According to the latest report eurostat, Pension spending in Italy is 17.6% of GDP in 2020, the second highest in the EU27 after Greece, and much higher than the EU27 average of 13.6%. “Even the OECD estimates They confirm the trend of an increase in the retirement age that will make young people’s working lives increasingly longer”, Pisani said. “For young people entering the world of work at the age of 22 in 2020 in Italy, it is expected that they will only reach the retirement age of 71, the highest figure among the main European countries. “

Pisani also pointed out pay gap Between young workers and the general working population: “In 2021, workers under the age of 25 received an average of €8,824, which is 40% of the total average salary, while workers between 25 and 34 received an average of €17,076, which 78% of the average salary. In addition, there is a large wage gap between working women and young men, which widens over time.

What to do?

performance, in short, how purely contributory model It is sustainable only if it is channeled into the job market on the basis of stability and wage growth. On the other hand, a variable that has been negated by data according to which, in 2021, more than one in four workers under the age of 35 received an annual salary of less than €5,000 and between 2011 and 2021, There is a shortage. The share of youth with permanent contracts increased from 70.3% to 60.1%. Also, again over the span of ten years, the incidence of fixed-term contracts increased and the number of abnormal contracts increased from 29.6% to 39.8%. A reality that is incompatible with a system that requires full-contributing careers, with pay increases, to allow for decent treatment. “In light of these figures, as a National Youth Council – continues Fortuna – we continue to call for the introduction of aguaranteed pension For young people which provides tools to support and cover contributions for young people’s training, gap and pay gap periods.

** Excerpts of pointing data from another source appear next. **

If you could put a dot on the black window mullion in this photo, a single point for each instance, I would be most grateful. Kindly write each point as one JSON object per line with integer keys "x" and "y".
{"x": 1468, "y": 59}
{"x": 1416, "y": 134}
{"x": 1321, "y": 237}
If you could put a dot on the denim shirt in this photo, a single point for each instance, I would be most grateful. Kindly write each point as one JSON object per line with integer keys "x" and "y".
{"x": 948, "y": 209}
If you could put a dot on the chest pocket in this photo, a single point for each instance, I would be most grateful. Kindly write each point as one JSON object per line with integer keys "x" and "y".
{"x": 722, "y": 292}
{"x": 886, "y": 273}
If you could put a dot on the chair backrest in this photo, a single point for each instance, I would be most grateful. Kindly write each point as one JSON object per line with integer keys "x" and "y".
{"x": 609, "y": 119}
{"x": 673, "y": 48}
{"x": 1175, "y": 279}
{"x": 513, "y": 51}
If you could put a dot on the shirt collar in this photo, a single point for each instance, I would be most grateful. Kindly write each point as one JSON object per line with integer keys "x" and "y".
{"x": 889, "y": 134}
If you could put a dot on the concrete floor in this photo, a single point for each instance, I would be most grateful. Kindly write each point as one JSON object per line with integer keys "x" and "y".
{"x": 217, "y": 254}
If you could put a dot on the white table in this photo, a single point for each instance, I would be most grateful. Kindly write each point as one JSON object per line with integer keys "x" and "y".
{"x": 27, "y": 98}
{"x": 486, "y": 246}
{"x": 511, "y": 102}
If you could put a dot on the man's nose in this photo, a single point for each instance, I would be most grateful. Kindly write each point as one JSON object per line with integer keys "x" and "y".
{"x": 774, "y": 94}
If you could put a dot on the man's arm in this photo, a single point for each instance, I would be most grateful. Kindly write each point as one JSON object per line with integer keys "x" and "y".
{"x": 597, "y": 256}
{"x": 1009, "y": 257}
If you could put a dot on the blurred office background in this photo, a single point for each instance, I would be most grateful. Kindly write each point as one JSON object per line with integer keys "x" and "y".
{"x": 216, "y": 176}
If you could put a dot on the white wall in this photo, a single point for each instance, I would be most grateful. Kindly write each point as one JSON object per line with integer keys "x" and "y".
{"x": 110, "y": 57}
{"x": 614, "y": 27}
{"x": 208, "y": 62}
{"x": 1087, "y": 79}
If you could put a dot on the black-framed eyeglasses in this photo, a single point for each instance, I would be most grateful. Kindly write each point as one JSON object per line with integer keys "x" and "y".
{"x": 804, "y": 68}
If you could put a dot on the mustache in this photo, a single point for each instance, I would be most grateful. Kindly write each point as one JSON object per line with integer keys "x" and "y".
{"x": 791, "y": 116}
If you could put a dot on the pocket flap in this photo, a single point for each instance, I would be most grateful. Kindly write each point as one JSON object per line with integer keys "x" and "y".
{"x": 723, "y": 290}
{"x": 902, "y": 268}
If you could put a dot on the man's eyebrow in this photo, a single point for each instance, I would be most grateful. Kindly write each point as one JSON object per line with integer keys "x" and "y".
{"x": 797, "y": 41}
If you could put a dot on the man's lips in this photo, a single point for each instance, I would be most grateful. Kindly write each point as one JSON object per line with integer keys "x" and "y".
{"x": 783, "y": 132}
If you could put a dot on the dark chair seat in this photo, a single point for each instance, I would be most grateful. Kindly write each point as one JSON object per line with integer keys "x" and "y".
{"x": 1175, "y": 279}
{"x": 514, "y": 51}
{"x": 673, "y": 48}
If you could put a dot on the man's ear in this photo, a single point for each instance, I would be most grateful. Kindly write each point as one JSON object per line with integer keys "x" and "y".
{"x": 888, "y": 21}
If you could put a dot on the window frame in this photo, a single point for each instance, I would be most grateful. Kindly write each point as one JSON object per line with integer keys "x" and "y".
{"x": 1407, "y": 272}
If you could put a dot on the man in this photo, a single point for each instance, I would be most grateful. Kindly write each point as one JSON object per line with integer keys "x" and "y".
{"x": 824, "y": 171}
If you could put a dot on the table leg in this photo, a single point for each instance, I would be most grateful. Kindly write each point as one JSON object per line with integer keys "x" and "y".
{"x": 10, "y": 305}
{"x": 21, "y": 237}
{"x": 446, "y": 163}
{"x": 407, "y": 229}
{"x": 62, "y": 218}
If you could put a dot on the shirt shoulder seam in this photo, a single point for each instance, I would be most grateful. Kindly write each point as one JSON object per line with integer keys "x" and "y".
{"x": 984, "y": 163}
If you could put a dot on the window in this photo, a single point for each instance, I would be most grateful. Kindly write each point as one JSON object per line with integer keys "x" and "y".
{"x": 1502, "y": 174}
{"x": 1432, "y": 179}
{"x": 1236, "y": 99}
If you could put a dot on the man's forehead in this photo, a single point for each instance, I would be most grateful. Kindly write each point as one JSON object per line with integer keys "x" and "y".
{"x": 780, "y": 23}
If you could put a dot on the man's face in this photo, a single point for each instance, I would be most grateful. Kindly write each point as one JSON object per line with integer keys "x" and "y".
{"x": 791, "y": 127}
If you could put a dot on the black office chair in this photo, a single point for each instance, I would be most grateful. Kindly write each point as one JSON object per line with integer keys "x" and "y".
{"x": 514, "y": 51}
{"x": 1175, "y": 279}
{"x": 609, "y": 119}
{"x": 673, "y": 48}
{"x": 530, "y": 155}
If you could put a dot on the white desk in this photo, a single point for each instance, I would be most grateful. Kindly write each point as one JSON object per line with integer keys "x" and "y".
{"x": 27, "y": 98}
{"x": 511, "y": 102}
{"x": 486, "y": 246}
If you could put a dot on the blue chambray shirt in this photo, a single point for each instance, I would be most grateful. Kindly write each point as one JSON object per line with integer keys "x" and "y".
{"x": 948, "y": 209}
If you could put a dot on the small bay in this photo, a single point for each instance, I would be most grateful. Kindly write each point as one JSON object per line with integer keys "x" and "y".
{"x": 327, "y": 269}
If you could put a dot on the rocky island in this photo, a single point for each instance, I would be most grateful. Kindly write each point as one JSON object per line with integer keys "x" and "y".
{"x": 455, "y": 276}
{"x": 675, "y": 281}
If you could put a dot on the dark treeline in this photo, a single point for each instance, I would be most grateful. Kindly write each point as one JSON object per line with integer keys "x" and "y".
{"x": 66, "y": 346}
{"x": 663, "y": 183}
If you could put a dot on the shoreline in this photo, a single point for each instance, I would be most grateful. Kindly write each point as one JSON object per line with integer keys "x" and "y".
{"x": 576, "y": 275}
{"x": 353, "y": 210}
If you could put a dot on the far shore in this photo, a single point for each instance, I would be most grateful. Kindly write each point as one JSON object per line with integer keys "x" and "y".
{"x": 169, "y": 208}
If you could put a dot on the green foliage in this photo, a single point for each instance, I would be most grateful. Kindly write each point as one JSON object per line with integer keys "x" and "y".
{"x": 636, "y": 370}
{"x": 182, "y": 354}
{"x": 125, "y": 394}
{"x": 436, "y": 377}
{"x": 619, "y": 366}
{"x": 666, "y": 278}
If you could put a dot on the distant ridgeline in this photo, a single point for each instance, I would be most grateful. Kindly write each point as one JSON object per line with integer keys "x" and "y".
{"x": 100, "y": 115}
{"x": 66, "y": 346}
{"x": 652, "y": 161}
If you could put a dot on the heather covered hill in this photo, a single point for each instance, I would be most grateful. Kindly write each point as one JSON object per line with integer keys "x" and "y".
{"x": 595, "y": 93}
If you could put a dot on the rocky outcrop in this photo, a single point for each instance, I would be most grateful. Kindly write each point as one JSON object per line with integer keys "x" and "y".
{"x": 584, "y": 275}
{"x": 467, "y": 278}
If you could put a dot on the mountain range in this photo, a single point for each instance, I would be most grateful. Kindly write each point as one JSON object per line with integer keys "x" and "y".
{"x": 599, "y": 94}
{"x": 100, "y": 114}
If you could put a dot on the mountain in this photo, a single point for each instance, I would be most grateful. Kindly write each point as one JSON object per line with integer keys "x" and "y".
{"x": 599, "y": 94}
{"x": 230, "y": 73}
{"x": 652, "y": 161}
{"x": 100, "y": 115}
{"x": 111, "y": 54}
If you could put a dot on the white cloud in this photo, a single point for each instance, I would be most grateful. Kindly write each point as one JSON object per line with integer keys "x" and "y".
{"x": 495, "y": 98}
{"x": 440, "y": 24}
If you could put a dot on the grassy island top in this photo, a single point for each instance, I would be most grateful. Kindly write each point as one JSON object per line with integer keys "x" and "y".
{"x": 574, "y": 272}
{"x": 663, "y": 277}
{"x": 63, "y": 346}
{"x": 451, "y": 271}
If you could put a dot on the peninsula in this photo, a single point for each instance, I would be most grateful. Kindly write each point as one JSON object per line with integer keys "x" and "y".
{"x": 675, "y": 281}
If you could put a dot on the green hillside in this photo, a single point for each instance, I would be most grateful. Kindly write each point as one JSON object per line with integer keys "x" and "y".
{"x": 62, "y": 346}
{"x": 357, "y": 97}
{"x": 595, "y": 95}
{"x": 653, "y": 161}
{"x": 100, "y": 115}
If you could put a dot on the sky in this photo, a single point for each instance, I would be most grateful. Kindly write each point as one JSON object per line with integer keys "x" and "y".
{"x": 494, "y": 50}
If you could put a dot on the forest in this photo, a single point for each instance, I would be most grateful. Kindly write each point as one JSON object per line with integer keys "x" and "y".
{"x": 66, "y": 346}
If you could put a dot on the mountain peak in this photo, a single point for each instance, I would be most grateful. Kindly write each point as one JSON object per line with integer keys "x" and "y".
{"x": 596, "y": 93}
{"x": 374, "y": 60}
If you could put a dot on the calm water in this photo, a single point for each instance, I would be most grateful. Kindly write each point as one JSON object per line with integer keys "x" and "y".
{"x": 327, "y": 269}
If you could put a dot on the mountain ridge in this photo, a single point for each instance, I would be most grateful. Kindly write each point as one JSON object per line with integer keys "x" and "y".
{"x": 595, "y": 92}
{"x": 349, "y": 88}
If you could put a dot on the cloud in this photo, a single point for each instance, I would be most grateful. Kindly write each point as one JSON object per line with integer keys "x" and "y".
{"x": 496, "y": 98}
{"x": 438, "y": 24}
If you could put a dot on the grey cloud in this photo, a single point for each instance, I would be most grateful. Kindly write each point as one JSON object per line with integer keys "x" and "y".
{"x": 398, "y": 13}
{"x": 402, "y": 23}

interference that must accompany, If we are not to ignore the risk of poverty affecting entire generations, structural changes that allow stable and quality access to the labor market, as well as restore the sustainability of a generational exchange pension model, are needed.

“This trend is also worrying for society as a whole, threatening our competitiveness and future well-being country in the coming years”, concluded Maria Cristina Pisani. “We need a more open and inclusive national debate on pensions. it’s a matter of intergenerational justice and the stability of our social order”.